Codex review findings:

[P2] Staging re-deploys with image_tag can deploy a non-existent Kura runtime image. The build job is skipped when inputs.image_tag is set, but staging still defaults kuraRuntime.image.tag to $IMAGE_TAG in .github/workflows/server-deployment.yml. Since the new ghcr.io/tuist/kura:sha-* image is only built inside the skipped build job, a manual staging re-roll of a prebuilt server image can send Kura into ImagePullBackOff unless the caller also knows to pass kura_runtime_image_tag. I’d only use $IMAGE_TAG for staging when this run actually built the runtime image; otherwise fall back to the resolved kura@ tag unless explicitly overridden.
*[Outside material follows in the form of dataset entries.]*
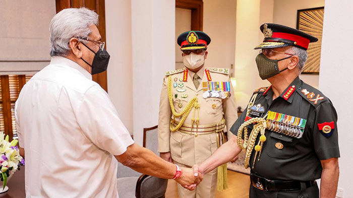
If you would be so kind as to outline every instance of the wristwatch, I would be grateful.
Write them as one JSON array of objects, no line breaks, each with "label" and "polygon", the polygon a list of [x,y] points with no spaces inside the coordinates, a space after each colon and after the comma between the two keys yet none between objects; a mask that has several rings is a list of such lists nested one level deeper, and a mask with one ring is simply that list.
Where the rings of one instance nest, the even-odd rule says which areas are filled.
[{"label": "wristwatch", "polygon": [[174,180],[178,179],[183,174],[182,169],[179,167],[179,166],[177,164],[175,164],[175,165],[177,167],[177,170],[175,171],[175,174],[174,175],[174,177],[173,177],[173,179]]}]

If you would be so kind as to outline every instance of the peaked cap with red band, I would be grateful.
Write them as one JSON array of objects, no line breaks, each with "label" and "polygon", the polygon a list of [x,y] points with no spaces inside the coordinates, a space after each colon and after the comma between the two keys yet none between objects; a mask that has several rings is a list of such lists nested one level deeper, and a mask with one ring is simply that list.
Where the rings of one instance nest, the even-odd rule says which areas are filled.
[{"label": "peaked cap with red band", "polygon": [[308,49],[309,43],[318,39],[298,30],[278,24],[265,23],[260,27],[265,38],[254,49],[295,46]]},{"label": "peaked cap with red band", "polygon": [[207,48],[211,42],[211,38],[205,32],[189,31],[180,35],[177,42],[182,51],[192,50]]}]

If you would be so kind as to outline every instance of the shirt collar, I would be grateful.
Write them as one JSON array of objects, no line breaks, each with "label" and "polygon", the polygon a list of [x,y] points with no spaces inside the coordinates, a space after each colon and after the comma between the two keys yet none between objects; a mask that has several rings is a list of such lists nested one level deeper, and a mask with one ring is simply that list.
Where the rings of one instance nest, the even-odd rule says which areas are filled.
[{"label": "shirt collar", "polygon": [[[298,77],[296,79],[293,81],[293,82],[289,84],[289,85],[287,87],[284,91],[279,95],[279,97],[282,98],[284,100],[291,103],[293,101],[293,98],[294,98],[294,95],[296,94],[296,90],[300,87],[302,85],[302,81]],[[273,91],[272,90],[272,87],[269,87],[269,90],[266,90],[267,92],[264,93],[264,95],[265,96],[265,98],[267,100],[271,100],[272,96],[273,95]]]},{"label": "shirt collar", "polygon": [[92,80],[92,75],[88,71],[69,58],[62,56],[53,56],[50,60],[50,64],[58,64],[73,68],[78,71],[88,79]]}]

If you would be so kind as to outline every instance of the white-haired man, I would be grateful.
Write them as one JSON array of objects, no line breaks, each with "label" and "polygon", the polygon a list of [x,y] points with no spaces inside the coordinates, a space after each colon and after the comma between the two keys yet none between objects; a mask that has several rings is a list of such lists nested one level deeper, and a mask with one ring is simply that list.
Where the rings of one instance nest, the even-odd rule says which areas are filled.
[{"label": "white-haired man", "polygon": [[85,8],[54,16],[50,63],[26,84],[16,102],[26,197],[118,197],[114,157],[137,171],[194,189],[202,175],[134,144],[107,93],[92,81],[109,58],[98,17]]}]

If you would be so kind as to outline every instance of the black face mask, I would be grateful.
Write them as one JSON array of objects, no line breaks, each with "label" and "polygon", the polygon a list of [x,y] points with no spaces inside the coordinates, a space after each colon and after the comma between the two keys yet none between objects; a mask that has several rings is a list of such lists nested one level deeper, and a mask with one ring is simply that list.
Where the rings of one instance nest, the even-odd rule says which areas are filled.
[{"label": "black face mask", "polygon": [[86,47],[88,48],[95,54],[94,55],[94,57],[93,58],[93,61],[92,62],[92,64],[90,64],[86,61],[86,60],[84,60],[83,58],[81,58],[82,60],[84,61],[85,62],[87,63],[87,64],[91,66],[91,68],[92,68],[91,74],[93,75],[94,74],[100,73],[101,72],[105,71],[106,69],[108,68],[109,59],[110,58],[110,55],[109,55],[109,53],[108,53],[106,50],[105,49],[102,50],[100,48],[99,48],[99,50],[97,52],[97,53],[96,53],[93,50],[91,49],[91,48],[87,47],[87,45],[85,45],[84,43],[82,43],[83,44],[83,45],[85,46]]},{"label": "black face mask", "polygon": [[256,56],[255,60],[259,70],[259,75],[262,80],[267,79],[276,75],[288,69],[288,68],[279,71],[278,61],[289,58],[292,56],[286,57],[279,60],[272,60],[266,57],[263,53],[260,53]]}]

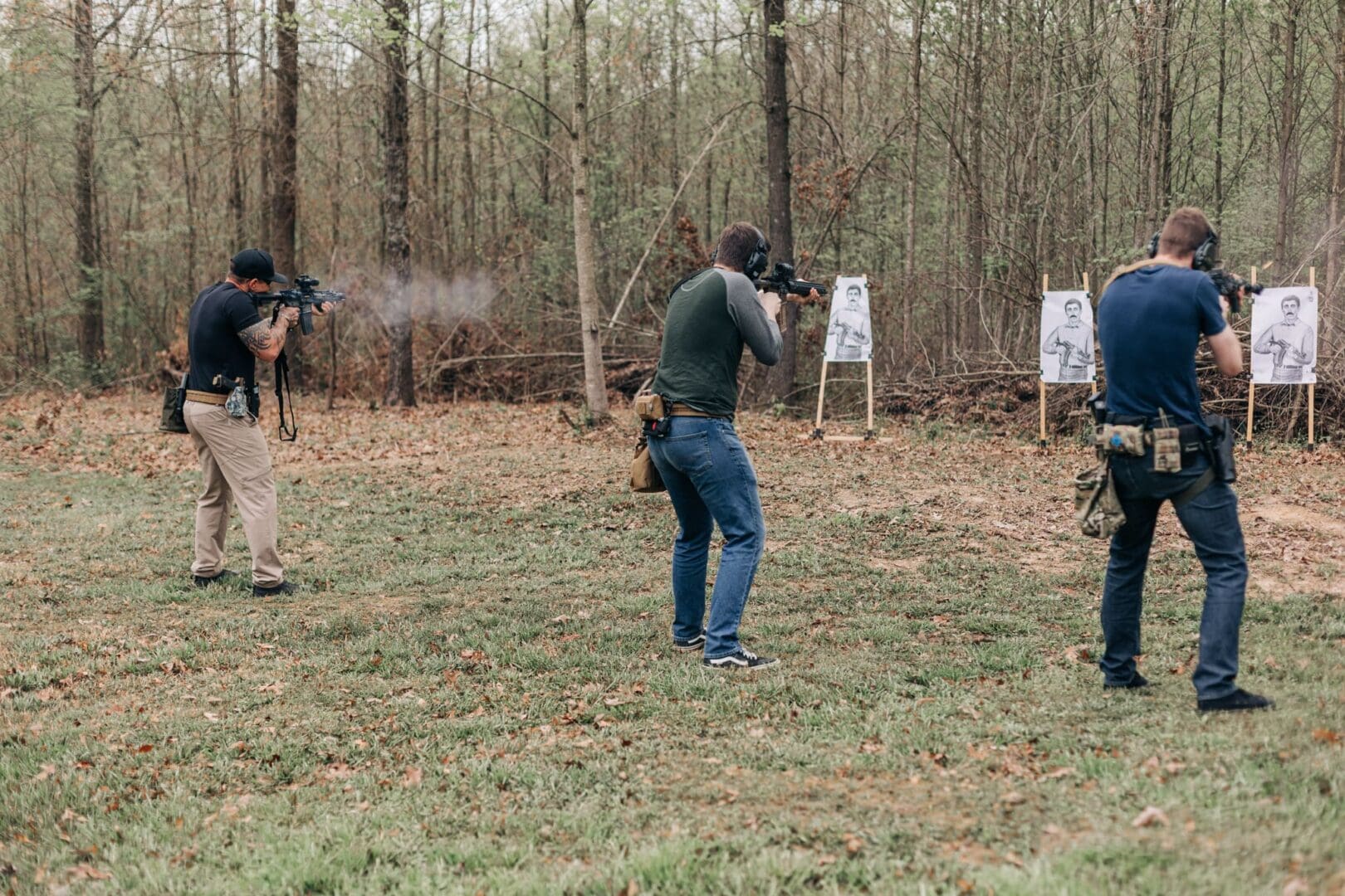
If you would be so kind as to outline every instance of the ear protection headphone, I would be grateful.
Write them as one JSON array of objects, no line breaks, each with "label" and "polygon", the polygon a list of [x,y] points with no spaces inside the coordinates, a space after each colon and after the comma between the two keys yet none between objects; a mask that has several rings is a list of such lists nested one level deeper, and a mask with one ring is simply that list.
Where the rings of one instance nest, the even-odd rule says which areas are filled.
[{"label": "ear protection headphone", "polygon": [[[756,279],[765,273],[765,266],[768,263],[768,255],[771,254],[771,243],[767,240],[765,235],[756,227],[757,244],[752,249],[752,254],[748,255],[748,261],[742,265],[742,273],[746,274],[748,279]],[[720,257],[720,247],[716,246],[714,251],[710,253],[710,262],[713,263]]]},{"label": "ear protection headphone", "polygon": [[[1153,258],[1158,254],[1158,238],[1162,236],[1162,231],[1158,231],[1149,240],[1149,257]],[[1196,270],[1213,270],[1215,265],[1219,263],[1219,234],[1209,231],[1205,234],[1204,242],[1196,247],[1196,258],[1192,259],[1190,266]]]}]

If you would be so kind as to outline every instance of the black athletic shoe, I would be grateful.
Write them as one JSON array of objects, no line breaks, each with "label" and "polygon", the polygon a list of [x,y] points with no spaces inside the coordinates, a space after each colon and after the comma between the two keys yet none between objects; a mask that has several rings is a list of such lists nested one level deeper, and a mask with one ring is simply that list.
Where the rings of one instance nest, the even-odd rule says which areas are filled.
[{"label": "black athletic shoe", "polygon": [[1104,681],[1102,686],[1103,690],[1138,690],[1139,688],[1149,686],[1149,678],[1137,672],[1134,676],[1131,676],[1130,681],[1127,681],[1123,685],[1114,685]]},{"label": "black athletic shoe", "polygon": [[705,633],[695,635],[694,638],[672,638],[672,649],[681,653],[691,653],[693,650],[699,650],[705,646]]},{"label": "black athletic shoe", "polygon": [[223,584],[230,579],[237,579],[238,574],[233,570],[221,570],[215,575],[194,575],[191,576],[191,583],[198,588],[204,588],[208,584]]},{"label": "black athletic shoe", "polygon": [[262,586],[262,584],[253,586],[254,598],[272,598],[284,594],[293,594],[296,591],[299,591],[299,586],[295,584],[293,582],[281,582],[280,584],[272,584],[272,586]]},{"label": "black athletic shoe", "polygon": [[746,647],[738,647],[737,653],[730,653],[726,657],[716,657],[714,660],[702,660],[701,662],[710,669],[745,669],[746,672],[752,672],[773,666],[780,661],[775,657],[759,657]]},{"label": "black athletic shoe", "polygon": [[1200,712],[1245,712],[1248,709],[1270,709],[1274,705],[1275,701],[1270,697],[1247,693],[1241,688],[1225,697],[1196,701],[1196,708]]}]

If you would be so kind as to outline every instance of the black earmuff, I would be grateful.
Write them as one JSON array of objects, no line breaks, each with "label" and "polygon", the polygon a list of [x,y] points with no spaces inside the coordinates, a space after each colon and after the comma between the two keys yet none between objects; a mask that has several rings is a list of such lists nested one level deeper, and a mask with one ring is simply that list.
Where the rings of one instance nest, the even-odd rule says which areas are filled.
[{"label": "black earmuff", "polygon": [[[1158,254],[1158,238],[1162,236],[1162,231],[1158,231],[1149,240],[1149,257],[1153,258]],[[1215,265],[1219,263],[1219,234],[1209,231],[1205,234],[1204,242],[1196,247],[1196,257],[1192,259],[1190,266],[1196,270],[1213,270]]]},{"label": "black earmuff", "polygon": [[757,231],[757,244],[748,255],[746,265],[742,266],[742,273],[748,275],[748,279],[756,279],[765,273],[767,257],[771,254],[771,243],[767,242],[765,235],[755,227],[753,230]]}]

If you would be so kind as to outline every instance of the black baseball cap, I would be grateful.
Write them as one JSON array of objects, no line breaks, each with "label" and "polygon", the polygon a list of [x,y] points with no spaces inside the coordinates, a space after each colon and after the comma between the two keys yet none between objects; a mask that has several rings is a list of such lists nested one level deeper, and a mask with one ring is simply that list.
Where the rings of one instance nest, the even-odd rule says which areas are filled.
[{"label": "black baseball cap", "polygon": [[243,279],[268,283],[288,283],[289,278],[276,273],[276,259],[262,249],[245,249],[229,259],[229,273]]}]

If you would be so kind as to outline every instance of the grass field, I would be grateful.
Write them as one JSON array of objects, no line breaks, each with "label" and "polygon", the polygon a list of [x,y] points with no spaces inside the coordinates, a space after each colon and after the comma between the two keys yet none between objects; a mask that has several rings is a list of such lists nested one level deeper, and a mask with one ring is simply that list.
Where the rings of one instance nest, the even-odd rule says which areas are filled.
[{"label": "grass field", "polygon": [[1240,458],[1241,682],[1279,707],[1202,717],[1170,510],[1157,686],[1102,690],[1077,445],[744,418],[744,638],[784,658],[749,678],[668,649],[627,424],[303,402],[273,454],[309,587],[260,600],[190,586],[156,403],[0,406],[0,892],[1345,892],[1340,450]]}]

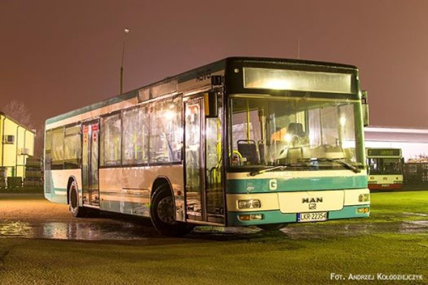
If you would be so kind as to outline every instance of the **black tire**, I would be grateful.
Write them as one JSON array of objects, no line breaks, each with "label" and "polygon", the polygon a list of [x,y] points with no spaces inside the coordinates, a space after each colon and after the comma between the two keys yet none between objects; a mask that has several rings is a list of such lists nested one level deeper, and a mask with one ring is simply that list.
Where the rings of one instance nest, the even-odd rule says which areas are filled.
[{"label": "black tire", "polygon": [[150,207],[152,223],[161,234],[182,236],[189,233],[194,226],[175,221],[175,207],[169,186],[163,184],[155,190]]},{"label": "black tire", "polygon": [[257,226],[259,228],[266,231],[274,231],[284,228],[287,224],[266,224]]},{"label": "black tire", "polygon": [[68,189],[68,205],[70,206],[70,212],[76,218],[86,216],[86,209],[79,206],[79,190],[77,183],[73,180]]}]

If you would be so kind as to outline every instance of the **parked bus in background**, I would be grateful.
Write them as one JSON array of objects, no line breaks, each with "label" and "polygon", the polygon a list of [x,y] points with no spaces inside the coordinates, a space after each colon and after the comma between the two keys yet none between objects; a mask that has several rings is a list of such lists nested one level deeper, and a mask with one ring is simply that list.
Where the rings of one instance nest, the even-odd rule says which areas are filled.
[{"label": "parked bus in background", "polygon": [[367,217],[362,94],[353,66],[228,58],[47,120],[45,196],[172,236]]},{"label": "parked bus in background", "polygon": [[404,161],[401,149],[367,148],[366,151],[369,189],[402,188]]}]

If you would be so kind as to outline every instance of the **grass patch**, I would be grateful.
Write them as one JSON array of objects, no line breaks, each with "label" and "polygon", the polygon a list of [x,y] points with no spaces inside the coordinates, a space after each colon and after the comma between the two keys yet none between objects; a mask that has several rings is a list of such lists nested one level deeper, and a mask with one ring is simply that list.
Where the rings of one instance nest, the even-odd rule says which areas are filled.
[{"label": "grass patch", "polygon": [[[428,191],[373,193],[371,203],[369,218],[307,225],[376,223],[392,225],[395,222],[428,219],[424,216],[428,214]],[[383,228],[381,232],[357,236],[297,239],[291,239],[280,232],[237,235],[227,240],[213,238],[209,233],[193,238],[154,237],[127,241],[0,238],[0,283],[258,285],[355,282],[331,280],[332,273],[341,274],[345,279],[351,273],[375,277],[377,273],[421,274],[424,280],[375,279],[367,283],[426,282],[428,233],[398,233],[393,226]],[[322,227],[319,230],[324,230]]]},{"label": "grass patch", "polygon": [[[428,276],[426,235],[163,244],[0,239],[2,284],[326,283],[331,273]],[[144,242],[143,242],[144,243]]]}]

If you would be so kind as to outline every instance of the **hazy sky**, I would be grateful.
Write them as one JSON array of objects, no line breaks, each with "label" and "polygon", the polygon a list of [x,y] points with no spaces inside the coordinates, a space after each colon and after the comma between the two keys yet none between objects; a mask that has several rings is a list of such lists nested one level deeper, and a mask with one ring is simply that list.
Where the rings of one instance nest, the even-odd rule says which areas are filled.
[{"label": "hazy sky", "polygon": [[24,102],[39,123],[117,95],[126,27],[124,91],[228,56],[299,55],[359,67],[371,125],[428,128],[427,12],[426,0],[0,0],[0,103]]}]

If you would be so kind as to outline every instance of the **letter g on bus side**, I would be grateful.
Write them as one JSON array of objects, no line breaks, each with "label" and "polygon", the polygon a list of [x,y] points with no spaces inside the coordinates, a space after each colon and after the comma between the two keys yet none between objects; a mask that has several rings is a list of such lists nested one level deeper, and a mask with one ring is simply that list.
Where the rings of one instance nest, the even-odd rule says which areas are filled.
[{"label": "letter g on bus side", "polygon": [[271,190],[276,190],[278,189],[278,182],[276,179],[271,179],[269,181],[269,189]]}]

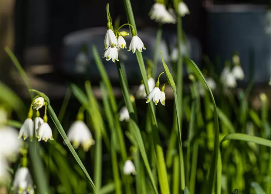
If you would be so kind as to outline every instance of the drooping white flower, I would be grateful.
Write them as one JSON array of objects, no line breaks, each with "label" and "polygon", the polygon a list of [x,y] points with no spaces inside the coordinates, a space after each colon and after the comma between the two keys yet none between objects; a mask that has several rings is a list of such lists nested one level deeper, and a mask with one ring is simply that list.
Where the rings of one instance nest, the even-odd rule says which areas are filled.
[{"label": "drooping white flower", "polygon": [[0,157],[13,161],[22,145],[22,141],[18,140],[18,130],[7,126],[0,127]]},{"label": "drooping white flower", "polygon": [[152,101],[155,103],[156,105],[160,101],[160,99],[162,95],[161,91],[159,89],[159,88],[155,87],[151,91],[146,98],[147,99],[146,103],[149,102],[152,99]]},{"label": "drooping white flower", "polygon": [[43,119],[40,117],[36,117],[34,119],[34,126],[35,130],[35,134],[36,137],[38,137],[38,130],[42,124],[43,123]]},{"label": "drooping white flower", "polygon": [[226,80],[224,82],[225,85],[229,88],[235,88],[237,86],[236,79],[234,75],[230,72],[227,75]]},{"label": "drooping white flower", "polygon": [[86,152],[95,141],[88,127],[82,121],[76,121],[70,127],[67,134],[69,140],[73,143],[73,146],[77,149],[82,145],[84,150]]},{"label": "drooping white flower", "polygon": [[123,167],[124,174],[127,175],[130,175],[131,174],[134,175],[136,173],[135,168],[133,162],[130,160],[126,160]]},{"label": "drooping white flower", "polygon": [[167,10],[164,4],[156,3],[151,9],[149,14],[151,19],[154,20],[157,22],[163,23],[176,22],[176,20]]},{"label": "drooping white flower", "polygon": [[146,49],[142,41],[137,36],[134,36],[132,38],[128,51],[131,50],[133,54],[137,49],[140,52],[142,52],[142,48],[144,50]]},{"label": "drooping white flower", "polygon": [[18,193],[24,194],[31,190],[33,186],[32,176],[26,167],[19,168],[15,173],[13,187]]},{"label": "drooping white flower", "polygon": [[109,61],[111,59],[112,61],[115,62],[117,60],[119,61],[118,54],[117,49],[116,47],[110,47],[107,49],[103,55],[103,58],[106,58],[106,60]]},{"label": "drooping white flower", "polygon": [[127,46],[126,44],[126,42],[125,41],[124,38],[121,36],[119,36],[118,38],[118,43],[121,48],[126,48]]},{"label": "drooping white flower", "polygon": [[27,118],[25,119],[23,124],[19,132],[19,138],[23,137],[25,140],[29,136],[30,136],[30,139],[32,141],[34,132],[34,123],[31,119]]},{"label": "drooping white flower", "polygon": [[7,183],[9,180],[10,175],[8,170],[8,167],[5,159],[1,156],[0,158],[0,184],[1,185]]},{"label": "drooping white flower", "polygon": [[110,46],[119,47],[116,35],[111,29],[107,30],[104,38],[104,49],[106,49]]},{"label": "drooping white flower", "polygon": [[120,110],[119,112],[119,115],[120,117],[119,120],[120,121],[123,121],[125,120],[126,122],[128,122],[130,120],[130,116],[129,115],[129,112],[128,109],[126,106],[123,106]]},{"label": "drooping white flower", "polygon": [[232,72],[235,76],[237,79],[244,79],[245,75],[244,71],[241,66],[236,65],[234,66],[232,70]]},{"label": "drooping white flower", "polygon": [[54,140],[52,133],[52,130],[47,122],[41,124],[38,130],[38,140],[39,142],[42,139],[46,142],[49,139]]},{"label": "drooping white flower", "polygon": [[[155,81],[151,77],[148,79],[148,86],[150,91],[151,91],[155,87]],[[138,98],[144,99],[147,97],[147,94],[146,94],[145,86],[143,84],[141,84],[139,85],[138,89],[137,91],[136,95]]]},{"label": "drooping white flower", "polygon": [[38,97],[33,102],[33,108],[38,110],[43,106],[44,103],[44,99],[41,97]]},{"label": "drooping white flower", "polygon": [[165,92],[164,91],[161,91],[161,95],[160,95],[160,102],[164,106],[165,105],[165,100],[166,95],[165,95]]},{"label": "drooping white flower", "polygon": [[189,11],[187,5],[183,2],[181,2],[178,4],[178,12],[180,15],[182,17],[190,13],[190,11]]},{"label": "drooping white flower", "polygon": [[83,73],[89,64],[86,54],[84,52],[80,52],[75,59],[75,70],[79,73]]}]

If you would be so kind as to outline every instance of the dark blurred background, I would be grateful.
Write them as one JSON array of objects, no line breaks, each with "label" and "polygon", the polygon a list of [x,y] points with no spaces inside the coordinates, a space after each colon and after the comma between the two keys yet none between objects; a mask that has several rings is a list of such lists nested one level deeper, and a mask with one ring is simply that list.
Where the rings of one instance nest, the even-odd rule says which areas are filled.
[{"label": "dark blurred background", "polygon": [[[171,1],[168,1],[171,5]],[[152,59],[158,24],[150,19],[148,13],[154,2],[131,2],[139,35],[147,48],[144,56],[145,59]],[[185,2],[191,12],[183,18],[191,58],[204,68],[206,65],[202,57],[207,55],[215,70],[219,72],[225,61],[231,60],[233,53],[237,52],[245,72],[243,85],[247,85],[252,77],[256,83],[266,85],[271,75],[271,35],[266,32],[271,26],[268,11],[270,1]],[[61,98],[70,82],[80,85],[89,79],[98,85],[100,76],[91,47],[95,44],[101,56],[106,30],[107,3],[110,5],[113,21],[120,17],[121,24],[126,23],[122,1],[1,0],[1,2],[0,45],[13,49],[33,88],[49,96]],[[176,25],[163,26],[163,40],[160,46],[167,55],[165,58],[168,62],[171,51],[177,46],[176,31]],[[129,42],[127,41],[127,46]],[[89,66],[83,72],[78,72],[75,61],[83,44],[88,46]],[[13,67],[2,48],[0,54],[1,80],[19,91],[22,96],[27,95],[27,91],[22,89],[19,76],[12,71]],[[124,55],[128,57],[128,61],[124,61],[129,84],[138,85],[141,78],[135,55],[127,52]],[[121,95],[118,90],[114,64],[103,61],[116,86],[116,93]],[[158,72],[160,62],[158,61]]]}]

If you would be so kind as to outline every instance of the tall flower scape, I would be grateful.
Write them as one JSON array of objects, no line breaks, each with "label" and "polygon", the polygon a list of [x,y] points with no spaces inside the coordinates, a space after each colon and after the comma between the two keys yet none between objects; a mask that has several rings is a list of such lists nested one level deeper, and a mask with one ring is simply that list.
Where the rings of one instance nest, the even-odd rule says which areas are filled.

[P2] ByteStream.Write still leaks partial temp files on immediate stream errors. The timeout branch removes temp_path, but Ok(result) => match result? in kura/src/reapi/mod.rs returns early on transport/cancel errors without cleanup. That is exactly the “client vanished” class this change is trying to reclaim; those partial files count toward ensure_tmp_dir_capacity, so repeated cancelled uploads can exhaust the tmp budget. Handle Err(status) explicitly and remove the temp file before returning.
[P3] The throughput harness docs/output are stale after the runtime-window change in this same PR. kura/test/e2e/grpc-upload-throughput/client/main.go and the harness README still describe direct_kura as tonic’s default ~1 MiB window, but Kura now advertises 4 MiB. Future readers will misinterpret the control path and measured ceilings.

Validation: I ran go test ./... in infra/kura-controller from a PR-head snapshot and it passed. I did not run the Rust compile/e2e throughput suite locally.